Glossary
bps (bits per second)
Bits per second — the data rate unit
bps (bits per second, lowercase b) is the standard unit for data transmission rate. Common multiples: kbps (kilobits, 10³), Mbps (megabits, 10⁶), Gbps (gigabits, 10⁹).

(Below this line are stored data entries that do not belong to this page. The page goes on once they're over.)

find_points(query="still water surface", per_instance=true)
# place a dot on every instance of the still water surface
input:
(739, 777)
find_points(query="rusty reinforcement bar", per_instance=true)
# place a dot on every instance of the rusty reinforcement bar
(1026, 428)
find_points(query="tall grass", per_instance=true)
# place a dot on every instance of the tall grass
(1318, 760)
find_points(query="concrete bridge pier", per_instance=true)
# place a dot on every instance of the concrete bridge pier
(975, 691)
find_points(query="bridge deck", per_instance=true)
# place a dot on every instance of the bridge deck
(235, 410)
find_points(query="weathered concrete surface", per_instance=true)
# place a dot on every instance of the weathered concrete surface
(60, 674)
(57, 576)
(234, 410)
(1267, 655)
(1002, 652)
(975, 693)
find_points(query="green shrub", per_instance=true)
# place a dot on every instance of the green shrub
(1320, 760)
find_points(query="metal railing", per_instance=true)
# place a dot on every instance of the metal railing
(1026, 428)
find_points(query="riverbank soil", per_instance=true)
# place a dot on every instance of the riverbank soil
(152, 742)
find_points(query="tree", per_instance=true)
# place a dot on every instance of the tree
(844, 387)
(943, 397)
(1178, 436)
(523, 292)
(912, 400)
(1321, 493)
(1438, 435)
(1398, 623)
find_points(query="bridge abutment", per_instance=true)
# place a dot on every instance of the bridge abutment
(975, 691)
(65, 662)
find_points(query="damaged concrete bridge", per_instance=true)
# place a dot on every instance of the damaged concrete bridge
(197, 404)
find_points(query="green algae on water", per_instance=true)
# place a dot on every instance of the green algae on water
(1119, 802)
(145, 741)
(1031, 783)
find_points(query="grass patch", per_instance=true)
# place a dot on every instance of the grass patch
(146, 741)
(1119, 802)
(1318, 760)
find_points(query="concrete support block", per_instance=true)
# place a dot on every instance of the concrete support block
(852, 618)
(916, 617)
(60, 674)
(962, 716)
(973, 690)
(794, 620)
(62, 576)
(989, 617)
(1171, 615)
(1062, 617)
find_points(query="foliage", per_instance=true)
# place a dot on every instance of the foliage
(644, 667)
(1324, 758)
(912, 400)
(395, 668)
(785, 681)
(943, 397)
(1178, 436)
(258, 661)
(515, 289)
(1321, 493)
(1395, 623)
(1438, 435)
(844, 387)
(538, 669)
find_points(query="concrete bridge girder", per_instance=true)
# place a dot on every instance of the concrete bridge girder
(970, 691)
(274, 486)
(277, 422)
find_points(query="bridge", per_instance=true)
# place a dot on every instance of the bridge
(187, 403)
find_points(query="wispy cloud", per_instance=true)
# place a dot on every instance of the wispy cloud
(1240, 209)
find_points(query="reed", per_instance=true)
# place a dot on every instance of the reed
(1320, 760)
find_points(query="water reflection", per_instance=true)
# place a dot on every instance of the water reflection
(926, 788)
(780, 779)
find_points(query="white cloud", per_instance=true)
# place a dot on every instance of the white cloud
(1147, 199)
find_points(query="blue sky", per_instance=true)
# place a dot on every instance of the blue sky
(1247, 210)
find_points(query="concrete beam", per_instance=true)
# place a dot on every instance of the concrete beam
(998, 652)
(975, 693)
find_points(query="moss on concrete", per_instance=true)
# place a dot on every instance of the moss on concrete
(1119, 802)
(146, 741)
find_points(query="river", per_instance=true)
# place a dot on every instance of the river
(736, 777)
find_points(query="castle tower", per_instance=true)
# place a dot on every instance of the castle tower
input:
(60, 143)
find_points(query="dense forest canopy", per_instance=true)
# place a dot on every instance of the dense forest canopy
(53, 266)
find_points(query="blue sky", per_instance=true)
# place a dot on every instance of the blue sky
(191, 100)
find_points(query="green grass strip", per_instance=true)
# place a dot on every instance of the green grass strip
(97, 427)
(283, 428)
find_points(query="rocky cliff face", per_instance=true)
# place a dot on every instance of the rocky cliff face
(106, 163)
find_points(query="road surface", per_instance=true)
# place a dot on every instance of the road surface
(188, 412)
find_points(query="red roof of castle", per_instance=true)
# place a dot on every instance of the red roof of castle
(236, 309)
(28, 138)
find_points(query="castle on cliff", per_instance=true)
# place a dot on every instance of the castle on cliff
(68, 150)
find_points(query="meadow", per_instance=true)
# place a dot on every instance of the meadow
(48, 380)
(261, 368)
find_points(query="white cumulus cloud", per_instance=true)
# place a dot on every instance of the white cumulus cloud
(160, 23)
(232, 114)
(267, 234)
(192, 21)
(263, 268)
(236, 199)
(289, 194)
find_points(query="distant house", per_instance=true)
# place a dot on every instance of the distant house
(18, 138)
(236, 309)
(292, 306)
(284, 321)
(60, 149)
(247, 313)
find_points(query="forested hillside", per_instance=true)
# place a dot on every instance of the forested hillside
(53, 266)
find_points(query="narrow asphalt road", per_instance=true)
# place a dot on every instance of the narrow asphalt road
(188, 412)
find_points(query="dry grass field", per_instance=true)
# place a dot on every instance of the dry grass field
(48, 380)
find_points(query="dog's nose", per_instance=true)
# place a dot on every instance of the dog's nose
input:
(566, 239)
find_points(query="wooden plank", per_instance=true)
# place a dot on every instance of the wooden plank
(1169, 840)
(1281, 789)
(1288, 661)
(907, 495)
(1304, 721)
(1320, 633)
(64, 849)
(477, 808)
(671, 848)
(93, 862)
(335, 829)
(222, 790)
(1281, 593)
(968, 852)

Crucial distinction: bps (bits) is not Bps (bytes). 1 byte = 8 bits, so a 100 Mbps internet connection delivers a theoretical maximum of 12.5 MB/s (megabytes per second). The 8× ratio is a routine source of confusion in ISP marketing — “100 megabit” sounds fast but downloads files at “12.5 megabyte” speeds.
Reference rates:
- Dial-up modem (1990s): 56 kbps
- CD audio: 1411 kbps (uncompressed PCM)
- MP3 (high quality): 320 kbps
- Spotify (Premium): 320 kbps Ogg Vorbis
- YouTube 1080p video: ~5 Mbps
- Netflix 4K HDR: ~25 Mbps
- Modern fiber broadband: 1-10 Gbps
- USB 3.2: 20 Gbps
- Thunderbolt 4: 40 Gbps
- Ethernet datacenter backbones: 100-400 Gbps
For data storage, the byte (or kilobyte, megabyte, etc.) is the standard unit. The convention is essentially: rate in bits, capacity in bytes. Almost every product datasheet follows this.